Mediaset Fears Hostile Takeover Attempt from Vivendi

ADVERTISEMENT

MILAN/PARIS: Vivendi has acquired 3 percent of Mediaset and aims to acquire up to 20 percent of the firm in a move the Italian media company has labeled as the beginnings of a hostile takeover attempt.

In April of this year, Vivendi and Mediaset concluded a “strategic and industrial partnership” that would encompass the joint production and distribution of content and the creation of a global OTT service. As part of the deal, Vivendi would acquire 3.5 percent of Mediaset and 100 percent of Mediaset Premium. Mediaset would secure 3.5 percent of Vivendi’s share capital. That deal fell through and Mediaset and Fininvest subsequently filed suit against Vivendi.

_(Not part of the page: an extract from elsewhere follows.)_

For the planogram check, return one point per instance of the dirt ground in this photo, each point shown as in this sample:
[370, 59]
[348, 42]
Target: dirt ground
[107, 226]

“Vivendi believes that the strategic interest of the industrial partnership announced on April 8, 2016, supersedes the stakes of the lawsuit,” the company said in announcing its 3.01-percent investment. “Becoming a Mediaset shareholder is, for Vivendi, in line with the group’s intention to develop its activities in Southern Europe and its strategic ambitions as a major international, European-based, media and content group…. Vivendi intends to continue to acquire Mediaset shares depending on market conditions, until possibly becoming Mediaset’s second-largest industrial shareholder, which, to begin with, could represent between 10 percent and 20 percent of the Mediaset share capital.”

Mediaset issued a statement in response to the investment, noting, “This action confirms the intention of Vivendi, previously noted by Mediaset on 26 July 2016, to shift from an industrial agreement to a hostile takeover. The project is now even more disturbing given that the summer turnaround resulted in a loss in Mediaset’s stock exchange value of around 30 percent, a loss which Vivendi has taken advantage of today by making a massive market investment.”

The Mediaset statement concludes, “At this time Mediaset’s main concern is to protect the interests of all of the company’s shareholders, to pursue the ongoing dispute, updating the terms to take account of the latest developments, and to assess the real aim of the generic action taken by the French; as well as their consistency with Mediaset’s strategy.”